Which begs the question – what the heck are we paying for?? Sure, I get supply and demand, and I understand that the show made these shoes much more popular, but still! The shoes were already $400/pair, which is not in the range of “average” people (considering that the national average on salaries in around $47,000/year). What has happened to make the price jump so dramatically?? Is there a shortage of Italian shoe-makers? Have the special cows whose skin we use for these shoes gone on strike until they get better food??
Don’t get me wrong, I understand that certain luxury items cost more for a variety of reasons. An Hermes purse will always cost more than a Coach purse because the former is hand-stitched, usually has higher quality materials and standards, and is produced in smaller numbers. I also get that it is a status symbol. Not every college co-ed is running around with a Birkin on her arm. (Side note – I’ll be honest, I feel the same way about Hermes as Holly Golightly felt about diamonds in Breakfast at Tiffany’s – “They look divine on older women, but I just don’t feel they’re right for me.”) However, remember when the Murakami Prada purses came out? It seemed that every single girl I passed on the way to Chem 101 was rocking one. There’s no way that all of those girls could afford one, nor, with the limited number which were available, do I think that every purse which was produced somehow ended up on the Texas State campus. I am all for luxury items which only the few and far between can afford. But when items which were once supposed to be achievable to the modern woman (or man, if you’re into that kind of thing) become out of reach for no fathomable reason other than that the maker saw a way to make more money, I get more than a little pissed.

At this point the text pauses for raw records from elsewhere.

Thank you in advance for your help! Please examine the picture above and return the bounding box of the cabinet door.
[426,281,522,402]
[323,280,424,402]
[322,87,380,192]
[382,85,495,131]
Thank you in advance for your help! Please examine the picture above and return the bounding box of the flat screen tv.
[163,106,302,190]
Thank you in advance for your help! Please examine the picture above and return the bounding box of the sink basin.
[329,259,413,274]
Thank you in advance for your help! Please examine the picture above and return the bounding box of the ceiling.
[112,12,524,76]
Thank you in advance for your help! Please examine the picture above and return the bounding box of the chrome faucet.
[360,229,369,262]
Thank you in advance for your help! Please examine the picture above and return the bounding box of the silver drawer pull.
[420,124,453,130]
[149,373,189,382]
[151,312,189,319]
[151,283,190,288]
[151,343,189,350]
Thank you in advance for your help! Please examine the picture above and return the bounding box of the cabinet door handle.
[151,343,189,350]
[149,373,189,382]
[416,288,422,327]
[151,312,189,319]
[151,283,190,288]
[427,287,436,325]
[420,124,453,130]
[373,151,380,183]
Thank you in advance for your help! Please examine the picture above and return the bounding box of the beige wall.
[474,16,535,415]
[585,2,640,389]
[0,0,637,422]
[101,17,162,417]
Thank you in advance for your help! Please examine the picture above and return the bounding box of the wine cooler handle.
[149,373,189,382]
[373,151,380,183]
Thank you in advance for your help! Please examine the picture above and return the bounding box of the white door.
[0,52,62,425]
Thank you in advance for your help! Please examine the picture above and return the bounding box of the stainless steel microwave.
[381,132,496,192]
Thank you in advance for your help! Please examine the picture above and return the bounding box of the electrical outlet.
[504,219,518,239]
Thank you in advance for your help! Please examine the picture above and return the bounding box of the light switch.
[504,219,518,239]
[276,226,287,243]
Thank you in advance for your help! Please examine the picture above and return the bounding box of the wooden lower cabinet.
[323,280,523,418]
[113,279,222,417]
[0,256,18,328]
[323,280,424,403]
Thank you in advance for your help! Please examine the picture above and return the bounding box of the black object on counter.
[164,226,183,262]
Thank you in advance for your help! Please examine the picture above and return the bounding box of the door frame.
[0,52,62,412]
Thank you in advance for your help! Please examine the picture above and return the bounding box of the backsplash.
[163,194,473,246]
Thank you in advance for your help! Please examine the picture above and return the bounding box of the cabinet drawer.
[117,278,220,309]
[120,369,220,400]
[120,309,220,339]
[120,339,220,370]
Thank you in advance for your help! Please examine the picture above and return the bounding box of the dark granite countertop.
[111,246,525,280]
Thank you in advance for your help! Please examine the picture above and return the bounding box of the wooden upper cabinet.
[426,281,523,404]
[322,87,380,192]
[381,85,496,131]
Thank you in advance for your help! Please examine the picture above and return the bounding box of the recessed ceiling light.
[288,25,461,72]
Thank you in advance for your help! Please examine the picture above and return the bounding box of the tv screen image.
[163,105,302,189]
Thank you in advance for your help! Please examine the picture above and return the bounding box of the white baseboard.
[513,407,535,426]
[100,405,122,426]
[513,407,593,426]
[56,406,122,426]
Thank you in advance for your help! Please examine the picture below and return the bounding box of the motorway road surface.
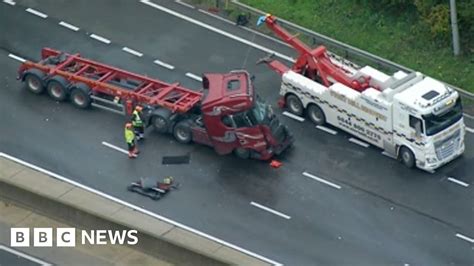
[0,0,474,265]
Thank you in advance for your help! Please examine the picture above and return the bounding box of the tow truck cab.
[193,70,293,160]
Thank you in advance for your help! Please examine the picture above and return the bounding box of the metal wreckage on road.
[18,48,293,160]
[257,14,465,171]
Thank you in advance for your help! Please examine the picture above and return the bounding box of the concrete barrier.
[0,153,281,266]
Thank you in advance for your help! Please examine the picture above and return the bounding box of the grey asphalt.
[0,0,474,265]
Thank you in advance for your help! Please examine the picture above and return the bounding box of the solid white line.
[316,125,337,135]
[102,141,128,155]
[303,172,341,189]
[3,0,16,6]
[175,0,195,9]
[140,0,295,62]
[0,244,51,266]
[456,233,474,243]
[283,111,304,122]
[448,177,469,187]
[59,21,79,31]
[198,9,235,25]
[250,201,291,220]
[186,72,202,82]
[25,8,48,18]
[349,138,370,148]
[153,59,174,70]
[0,152,283,265]
[8,54,26,63]
[122,47,143,57]
[89,34,110,44]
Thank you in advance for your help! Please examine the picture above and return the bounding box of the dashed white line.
[140,0,295,62]
[349,138,370,148]
[89,34,110,44]
[59,21,79,31]
[456,233,474,243]
[25,8,48,18]
[3,0,16,6]
[283,111,304,122]
[0,245,51,266]
[122,47,143,57]
[448,177,469,187]
[8,54,26,63]
[303,172,341,189]
[153,59,174,70]
[186,72,202,82]
[250,201,291,220]
[102,141,128,155]
[175,0,195,9]
[198,9,235,25]
[316,125,337,135]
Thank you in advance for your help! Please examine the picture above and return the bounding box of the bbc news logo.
[10,227,138,247]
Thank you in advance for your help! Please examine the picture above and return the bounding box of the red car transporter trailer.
[18,48,293,160]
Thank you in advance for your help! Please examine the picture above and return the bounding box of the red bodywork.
[265,15,370,91]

On the Nordstrom site, there is a pair of lime green Manolos, on sale from $595 to $227.59. Now, you know that the maker is still making a profit off of these shoes, even on sale, so what was the extra $365.41 for?? Vanity?? I understand that in a free-market society, you can set your price wherever you want, and as long as people will pay it, you’re fine. I realize that we’ve always paid a premium for “the label,” but what exactly has that label gotten us in return? The sidewalk grate that scrape the heels on my Nine West finds are going to do the same to your Jimmy Choos, and rain does not care if you’re wearing leather or suede before it starts pouring down. I am constantly hearing stories about luxury makers complaining that their designs are being ripped off by other companies and sold for considerably cheaper. Legitimate question – would that still be happening on such a large scale if luxury makers charged a bit less? Is it better to sell 10 pairs of shoes at $600, or 100 pairs of shoes at $400?